Il progetto, partito in via sperimentale su Milano, è utilizzabile anche in città come Roma?

Questo progetto fa parte di un programma dell’Agenzia Spaziale Italiana che si chiama Innovation for Downstream Preparation for science (I4DPScience): applichiamo aspetti innovativi delle tecnologie satellitari e geospaziali a dei casi d’uso, come la città metropolitana di Milano, ma con il chiaro intento che questa azione sia dimostrativa di un’applicazione che può essere esportata. Questo aspetto lo abbiamo già esplorato nella fase iniziale del progetto durante un evento, a cui ha partecipato anche l’Ordine degli Architetti di Roma e Provincia, dove non erano presenti solo gli utenti interessati al caso studio sulla città metropolitana di Milano, ma abbiamo anche altri utenti, come la Regione Toscana, l’ARPA Friuli Venezia-Giulia e l’ARPA Lazio, per aprire un tavolo di discussione e capire come le diverse realtà regionali, comunali e tecniche, possano beneficiare in futuro di questa esperienza.
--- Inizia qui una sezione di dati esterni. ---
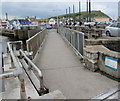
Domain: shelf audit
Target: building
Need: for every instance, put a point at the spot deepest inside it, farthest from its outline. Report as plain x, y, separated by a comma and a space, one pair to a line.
101, 19
52, 21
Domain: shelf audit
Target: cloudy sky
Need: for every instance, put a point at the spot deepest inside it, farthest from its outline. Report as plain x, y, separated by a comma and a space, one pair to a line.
48, 8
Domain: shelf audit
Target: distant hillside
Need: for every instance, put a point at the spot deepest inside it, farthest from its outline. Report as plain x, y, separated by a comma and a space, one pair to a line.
84, 15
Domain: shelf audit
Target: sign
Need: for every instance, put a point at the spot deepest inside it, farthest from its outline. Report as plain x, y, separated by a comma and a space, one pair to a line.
111, 63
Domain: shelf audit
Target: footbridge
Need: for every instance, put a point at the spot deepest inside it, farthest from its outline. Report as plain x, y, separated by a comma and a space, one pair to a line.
54, 60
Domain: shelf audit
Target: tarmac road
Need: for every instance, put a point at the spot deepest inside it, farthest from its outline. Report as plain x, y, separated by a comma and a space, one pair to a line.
62, 70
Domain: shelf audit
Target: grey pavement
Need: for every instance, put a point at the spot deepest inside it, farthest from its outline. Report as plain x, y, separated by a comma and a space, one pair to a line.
62, 70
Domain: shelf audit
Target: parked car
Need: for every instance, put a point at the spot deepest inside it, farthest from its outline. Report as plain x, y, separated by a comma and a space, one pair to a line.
113, 29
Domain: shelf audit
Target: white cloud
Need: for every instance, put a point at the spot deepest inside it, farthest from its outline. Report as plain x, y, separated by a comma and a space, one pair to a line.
58, 0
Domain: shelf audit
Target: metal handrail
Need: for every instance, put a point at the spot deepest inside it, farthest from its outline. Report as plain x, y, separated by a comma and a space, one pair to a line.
37, 72
18, 70
31, 63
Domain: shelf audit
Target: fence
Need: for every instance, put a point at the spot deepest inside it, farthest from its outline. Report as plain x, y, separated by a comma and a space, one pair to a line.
75, 39
34, 43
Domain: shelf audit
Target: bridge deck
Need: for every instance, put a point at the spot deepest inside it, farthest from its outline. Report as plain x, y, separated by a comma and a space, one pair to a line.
62, 70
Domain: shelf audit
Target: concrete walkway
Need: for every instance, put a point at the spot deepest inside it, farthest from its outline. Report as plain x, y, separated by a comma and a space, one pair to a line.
62, 70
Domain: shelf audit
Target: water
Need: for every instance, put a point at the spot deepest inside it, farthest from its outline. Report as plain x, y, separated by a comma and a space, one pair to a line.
3, 48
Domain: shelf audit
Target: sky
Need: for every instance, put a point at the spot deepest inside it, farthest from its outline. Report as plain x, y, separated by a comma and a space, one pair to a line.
48, 8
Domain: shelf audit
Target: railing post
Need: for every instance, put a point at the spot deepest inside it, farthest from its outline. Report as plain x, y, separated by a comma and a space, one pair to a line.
22, 87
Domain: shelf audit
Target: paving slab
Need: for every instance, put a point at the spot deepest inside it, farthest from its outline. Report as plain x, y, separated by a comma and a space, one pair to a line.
62, 70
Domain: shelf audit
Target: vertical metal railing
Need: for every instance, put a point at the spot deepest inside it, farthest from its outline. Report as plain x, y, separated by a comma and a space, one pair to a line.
29, 66
74, 38
18, 69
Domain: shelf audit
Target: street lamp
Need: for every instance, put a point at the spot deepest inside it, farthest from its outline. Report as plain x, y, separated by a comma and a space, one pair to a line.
57, 16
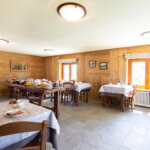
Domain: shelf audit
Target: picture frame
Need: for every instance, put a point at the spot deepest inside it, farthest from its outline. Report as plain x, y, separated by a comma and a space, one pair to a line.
103, 65
18, 66
92, 63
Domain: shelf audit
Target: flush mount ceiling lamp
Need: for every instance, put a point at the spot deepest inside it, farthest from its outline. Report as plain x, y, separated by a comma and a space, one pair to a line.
71, 11
49, 50
3, 42
146, 34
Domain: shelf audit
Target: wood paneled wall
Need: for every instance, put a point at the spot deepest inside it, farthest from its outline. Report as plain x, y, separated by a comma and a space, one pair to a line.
48, 67
117, 66
36, 68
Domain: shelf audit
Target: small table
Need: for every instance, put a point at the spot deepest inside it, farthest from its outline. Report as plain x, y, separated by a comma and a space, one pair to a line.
113, 90
32, 113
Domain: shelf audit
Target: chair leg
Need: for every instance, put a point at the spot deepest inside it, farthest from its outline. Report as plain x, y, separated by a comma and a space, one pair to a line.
122, 106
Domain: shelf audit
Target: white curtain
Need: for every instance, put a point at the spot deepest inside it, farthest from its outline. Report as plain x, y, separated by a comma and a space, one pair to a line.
73, 60
137, 56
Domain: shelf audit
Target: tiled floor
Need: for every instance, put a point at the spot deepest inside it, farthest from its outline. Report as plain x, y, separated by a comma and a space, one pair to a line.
92, 127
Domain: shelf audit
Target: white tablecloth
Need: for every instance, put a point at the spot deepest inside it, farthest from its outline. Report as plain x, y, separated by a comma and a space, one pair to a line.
117, 89
81, 86
33, 113
78, 86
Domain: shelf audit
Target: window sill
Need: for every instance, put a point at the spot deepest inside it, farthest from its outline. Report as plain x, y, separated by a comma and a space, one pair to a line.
143, 90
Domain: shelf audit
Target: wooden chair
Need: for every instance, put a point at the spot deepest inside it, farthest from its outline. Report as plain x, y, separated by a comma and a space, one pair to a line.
131, 98
48, 94
24, 126
16, 93
69, 91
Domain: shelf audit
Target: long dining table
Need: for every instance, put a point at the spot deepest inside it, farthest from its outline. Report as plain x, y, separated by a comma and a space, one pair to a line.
41, 92
32, 113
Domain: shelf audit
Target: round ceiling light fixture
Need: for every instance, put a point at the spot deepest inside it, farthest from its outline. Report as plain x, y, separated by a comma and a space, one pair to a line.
49, 50
146, 34
71, 11
3, 42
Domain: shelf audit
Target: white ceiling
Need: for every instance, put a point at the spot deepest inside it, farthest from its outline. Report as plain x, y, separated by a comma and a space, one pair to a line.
34, 25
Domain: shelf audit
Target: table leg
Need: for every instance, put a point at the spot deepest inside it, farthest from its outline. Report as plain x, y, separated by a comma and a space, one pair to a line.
122, 105
86, 93
77, 100
56, 104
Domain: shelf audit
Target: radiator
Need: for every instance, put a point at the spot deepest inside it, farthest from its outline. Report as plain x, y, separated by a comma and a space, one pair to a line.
142, 99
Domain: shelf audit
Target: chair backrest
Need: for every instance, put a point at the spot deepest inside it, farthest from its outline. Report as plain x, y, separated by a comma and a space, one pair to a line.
134, 91
24, 126
68, 85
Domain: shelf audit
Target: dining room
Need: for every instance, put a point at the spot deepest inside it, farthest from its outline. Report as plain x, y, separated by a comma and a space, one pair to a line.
74, 75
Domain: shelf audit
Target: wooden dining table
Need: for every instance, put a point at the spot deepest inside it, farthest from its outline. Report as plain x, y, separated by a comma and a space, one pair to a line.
32, 113
41, 92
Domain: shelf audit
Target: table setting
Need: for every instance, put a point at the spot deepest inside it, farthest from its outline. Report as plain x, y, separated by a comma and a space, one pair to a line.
23, 111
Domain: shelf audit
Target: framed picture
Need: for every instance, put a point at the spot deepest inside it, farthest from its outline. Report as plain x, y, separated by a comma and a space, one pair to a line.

Quindi sì, l’intenzione è che in una fase successiva gli algoritmi e gli applicativi – che peraltro sono tutti sviluppati in open source dal gruppo di ricerca GIS GEOLab di Maria Antonia Brovelli, docentedel Politecnico di Milano, e saranno liberamente accessibili – possano funzionare da prototipo per analoghi applicativi da applicare, per esempio, al caso della città metropolitana di Roma.

In concreto, cosa verrà messo a disposizione sulla piattaforma?

Verrà intanto messo a disposizione un plugin installabile in QGIS, quindi nella versione open source più comune dei software di Geographical Information System, che con pochi passi consente di scaricare i dati di temperatura messi a disposizione da ARPA Lombardia. Inoltre, verranno rese accessibili le sequenze di codici già scritte in Python che consentono l’elaborazione e l’integrazione delle immagini multispettrali di Sentinel-2 e iperspettrali di PRISMA per la generazione delle mappe delle LCZ da porre poi in correlazione con le misure di temperatura. Dunque, da una parte grazie ai satelliti otteniamo la distribuzione della struttura della città, dall’altra abbiamo i dati di temperatura e quindi facciamo un’analisi combinata per capire la correlazione che si pone tra la struttura e la morfologia della città e la distribuzione delle temperature.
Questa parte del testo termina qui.